Basics of Networking (enough to get the point across)

A network is essentially a bunch of devices connected together with the ability to transfer information and/or data between them. However, for this to occur, these devices need to have a way to be identified, and this is done using IP Addresses. Every device, including the one you are using to view this, has been assigned with an IP Address from your Internet Service Provider. That IP Address is essentially your identifier on the internet. The Internet itself, which in full, is 'International Network' is a plethora of computers, servers and devices connected with each other, having the ability to transfer all this information. There is so much to networking but this is the surface level information you need to understand how useful Nmap is.

Consider the following:

Nmap "Aggressive Scan"

Above is an nmap scan, an "Aggressive" scan (indicated with the "-A" flag) was conducted against the target domain "scanme.nmap.org". This scan has uncovered alot of information about the remote target such as its IP Address (45.33.32.156) as well the open ports found on the respective IP Address/Domain. Within a target host, there are various services that are open in order to process information. For example, the service of file sharing (also known as FTP) is usually configured on port 21, the service of SSH, which is all about providing an encrypted remote access to a server or a computer is usually configured on port 22. So for every port, there is a respective service, which has software of some sort, that runs on that port. 

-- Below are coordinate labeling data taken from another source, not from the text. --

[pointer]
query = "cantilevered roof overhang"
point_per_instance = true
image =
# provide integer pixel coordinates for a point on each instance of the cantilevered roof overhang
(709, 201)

Above, we found the following:

PORT 22, which is SSH and the software version running on this port is OpenSSH 6.6.1p1 Ubuntu

PORT 80, which is HTTP and the software version running on this port is Apache httpd 2.4.7 (Ubuntu Web Server)

As well as other ports which would need more extensive research. Already from this Nmap scan, we have enumerated the open ports, the services running on those ports and the versions running on these ports, and even the operating system of the web server. This information can be VERY useful as a hacker can search for vulnerabilities within these services, exploit the vulnerabilities and gain remote access to the host or to the network. Aside from performing recon on a local network, you can also conduct recon on a remote network. 

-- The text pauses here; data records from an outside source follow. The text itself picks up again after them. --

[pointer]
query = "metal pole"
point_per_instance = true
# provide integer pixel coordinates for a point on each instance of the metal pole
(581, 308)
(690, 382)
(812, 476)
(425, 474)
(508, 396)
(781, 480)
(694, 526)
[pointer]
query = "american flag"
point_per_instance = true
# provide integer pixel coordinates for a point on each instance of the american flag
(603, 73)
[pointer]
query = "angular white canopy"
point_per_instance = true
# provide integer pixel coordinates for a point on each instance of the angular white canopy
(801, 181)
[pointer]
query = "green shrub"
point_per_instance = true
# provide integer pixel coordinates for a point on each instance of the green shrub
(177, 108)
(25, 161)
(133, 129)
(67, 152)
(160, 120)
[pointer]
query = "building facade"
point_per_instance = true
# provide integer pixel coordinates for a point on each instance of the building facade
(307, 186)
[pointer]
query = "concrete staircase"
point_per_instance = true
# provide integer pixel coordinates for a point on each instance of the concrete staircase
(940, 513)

The NSE scripts can perform more advanced reconnaissance, automate brute-force attacks, detect CVEs, detect Web-Application Firewalls that blocks malicious network traffic to and from the web server the firewall is protecting and many other useful tasks. Nmap has proven itself within the security industry, from malicious attackers, security researchers, system administrators, network engineers and ethical hackers to be a tool that provides effectiveness and accuracy in terms of its auditing and its fingerprinting of systems and networks. This posts has outlined the basics of the functionalities of nmap. In future posts, I will show off on how the NSE scripts can detect vulnerabilities, automate brute-force attacks and other useful reconnaissance techniques.